The syntactic CG rules are not included in the current version of the tagger. - Later, the tagger was further developed and reimplemented through a collaboration between Paul Meurer, Uni Computing (then Aksis, University of Bergen), the Text Laboratory and the Documentation Project, University of Oslo. This version was written in Allegro Lisp while the Constraint Grammar rules were retained in CG1 format. The tagger was named The Oslo-Bergen Tagger.
- A module for identification and classification of proper names was developed by the Nomen Nescio Project (2001 - 2004), Uni Computing (then Aksis) and the Text Laboratory. This part is not included in the current version of the tagger.
- A downloadable version of The Oslo-Bergen tagger was financed by the LOGON Project (2006).
- With funding from the NFR Project Norwegian Newspaper Corpus (2007-2009), the Text Laboratory converted the morphological and syntactic rules from the original CG1 format to the newer and more sophisticated CG3 format, and wrote some more rules. Uni Computing made a stand-alone version of the preprocessor and multitagger in Clozure Common Lisp that could work together with the CG3-compiler (VISL-CG3) from the University of Southern Denmark in Odense. Finally, the Text Laboratory trained a HunPos tagger which removes the remaining ambiguity left from the the morphological CG3-tagging.

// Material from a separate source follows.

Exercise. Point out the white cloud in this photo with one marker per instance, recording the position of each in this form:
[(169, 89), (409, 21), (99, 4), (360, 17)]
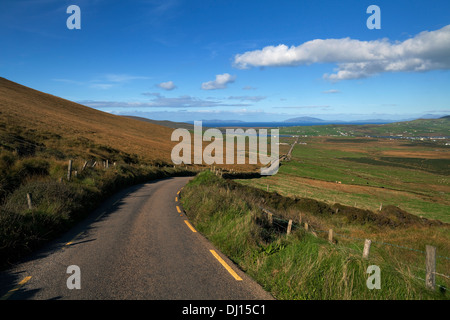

- With funding from the Ministry of Foreign Affairs and the infrastructure project Clarino+, a new version of the multitagger was created in Python (2018-2022). Here, among other things, the multi-word expressions from the original multitagger are gone so that each word gets its own reading.
- Both the lexicon, the multitagger and the CG rules are revised and modernized with financing from the Clarino+-project (2020-2023).